Die Ernte ist noch nicht reif; die großen Wagen, die man sieht, sind Minenräumer. Die Warnschilder in den riesigen Äckern sehr klein, aber unmissverständlich, ein Totenkopf auf rotem Grund. Hier verlief die Route der ersten Invasion im Februar 2022, als die russischen Soldaten die Paradeuniform für die Siegesparade in Kyjiw, zu der es dann doch nicht kam, schon im Marschgepäck hatten. Auf dem hunderte Kilometer langen Weg verminten sie die Felder und sorgten dafür, dass ein Nachbardorf wie Partisanske nur noch aus Ruinen besteht. Was etwas Beruhigendes haben kann, denn hier gibt es keine Entscheidung zu treffen. Fordernder für das Gemüt scheint jedenfalls mir, der Reporterin, der Zustand vieler Gebäude in Perwomaiske. Ist einmal das Dach zerstört, regnet es rein, werden die Dinge modrig und feucht, machen es sich kleine Tiere gemütlich. Die Gleichzeitigkeit von Lebensspuren und unaufhaltsamem Verkommen schafft eine erschöpfende Ambivalenz: Ist das hier Zukunft oder kann das weg?
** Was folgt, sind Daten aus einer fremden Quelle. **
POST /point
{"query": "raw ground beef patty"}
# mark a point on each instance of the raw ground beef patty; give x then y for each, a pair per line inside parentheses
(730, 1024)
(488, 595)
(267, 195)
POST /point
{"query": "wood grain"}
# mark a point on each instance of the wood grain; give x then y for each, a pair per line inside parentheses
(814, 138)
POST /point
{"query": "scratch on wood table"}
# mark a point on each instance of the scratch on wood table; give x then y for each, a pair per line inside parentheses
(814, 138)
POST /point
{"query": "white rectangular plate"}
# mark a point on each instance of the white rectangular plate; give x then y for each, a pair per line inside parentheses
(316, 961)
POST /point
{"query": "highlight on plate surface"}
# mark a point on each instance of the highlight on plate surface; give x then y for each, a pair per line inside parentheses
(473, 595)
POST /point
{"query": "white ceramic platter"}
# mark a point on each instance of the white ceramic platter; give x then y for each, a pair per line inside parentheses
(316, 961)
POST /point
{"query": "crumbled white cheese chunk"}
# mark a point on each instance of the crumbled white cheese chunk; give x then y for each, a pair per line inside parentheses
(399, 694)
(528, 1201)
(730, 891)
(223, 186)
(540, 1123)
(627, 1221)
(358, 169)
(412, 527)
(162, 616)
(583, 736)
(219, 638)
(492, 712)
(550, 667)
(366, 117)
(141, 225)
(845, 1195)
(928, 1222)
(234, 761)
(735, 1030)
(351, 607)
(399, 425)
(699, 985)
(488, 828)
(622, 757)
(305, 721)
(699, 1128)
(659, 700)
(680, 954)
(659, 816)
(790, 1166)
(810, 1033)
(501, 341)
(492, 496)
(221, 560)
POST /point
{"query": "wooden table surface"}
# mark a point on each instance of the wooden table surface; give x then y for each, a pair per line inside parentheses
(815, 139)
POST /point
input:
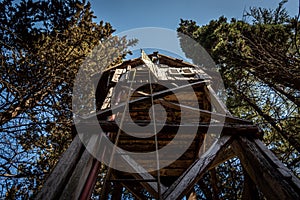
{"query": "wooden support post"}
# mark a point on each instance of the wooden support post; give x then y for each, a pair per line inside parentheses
(190, 177)
(78, 179)
(264, 168)
(62, 172)
(117, 191)
(250, 191)
(214, 100)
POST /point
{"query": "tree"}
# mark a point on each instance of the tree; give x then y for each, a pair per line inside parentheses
(258, 59)
(43, 44)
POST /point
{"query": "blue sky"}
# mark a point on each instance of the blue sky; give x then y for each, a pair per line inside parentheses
(128, 14)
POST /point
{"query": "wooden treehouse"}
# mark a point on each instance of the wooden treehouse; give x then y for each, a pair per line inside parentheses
(209, 135)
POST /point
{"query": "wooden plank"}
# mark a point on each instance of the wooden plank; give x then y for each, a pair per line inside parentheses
(215, 101)
(77, 181)
(206, 113)
(271, 176)
(156, 95)
(230, 129)
(60, 175)
(127, 162)
(117, 191)
(186, 182)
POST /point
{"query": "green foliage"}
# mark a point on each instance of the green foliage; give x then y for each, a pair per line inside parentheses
(43, 44)
(258, 59)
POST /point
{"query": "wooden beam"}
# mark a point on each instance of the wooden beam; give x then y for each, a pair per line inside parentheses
(205, 113)
(62, 172)
(185, 183)
(228, 129)
(128, 162)
(156, 95)
(117, 191)
(78, 179)
(264, 168)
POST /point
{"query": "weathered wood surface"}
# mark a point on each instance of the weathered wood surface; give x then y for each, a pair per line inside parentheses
(227, 128)
(79, 176)
(264, 168)
(156, 95)
(206, 113)
(185, 182)
(128, 162)
(62, 172)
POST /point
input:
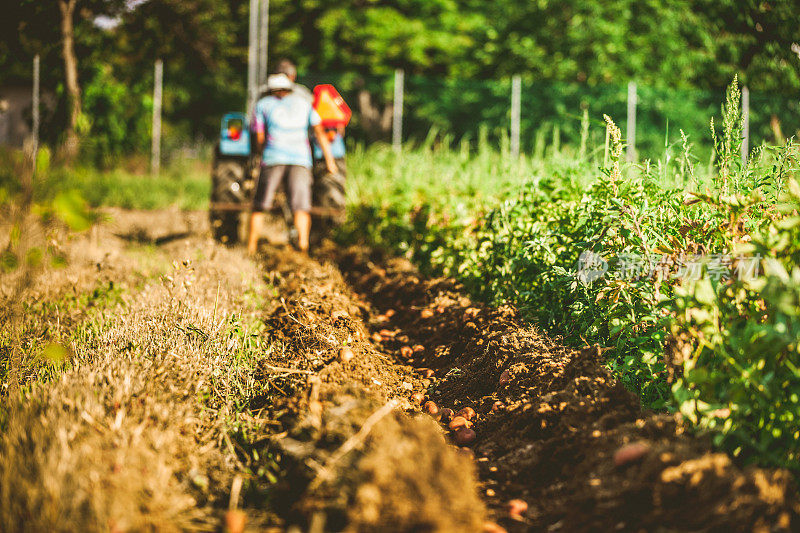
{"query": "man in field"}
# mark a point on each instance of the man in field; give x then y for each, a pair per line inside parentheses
(285, 66)
(282, 121)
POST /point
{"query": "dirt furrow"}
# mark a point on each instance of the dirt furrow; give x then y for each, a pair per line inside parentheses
(557, 436)
(352, 457)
Der zweifelhafte Status all dessen, was noch übrig ist, erzwingt in einem fort Entscheidungen, und selbst die lassen sich erst treffen, nachdem man, vielleicht vergeblich, tätig wurde. Man deckt Geborstenes ab, flickt Kaputtes notdürftig, man muss Dinge fixieren, um sie transportieren zu können, nimmt baumelnde Lampen erst mal ab, damit sie niemandem auf den Kopf fallen. Auch das eine Antwort auf die in Deutschland häufig gestellte Frage an das Projekt: Wiederaufbau, im Krieg, lohnt sich das überhaupt? Manche Seelen sind sicher noch schockgefroren, man sieht bei einigen Bewohnern diesen schleppenden Schritt auf unversehrten Beinen. Doch bleibt jenseits der Psyche die Zeit eben nicht stehen, und jeder Monat schichtet neue Probleme auf die nicht ganz so neuen.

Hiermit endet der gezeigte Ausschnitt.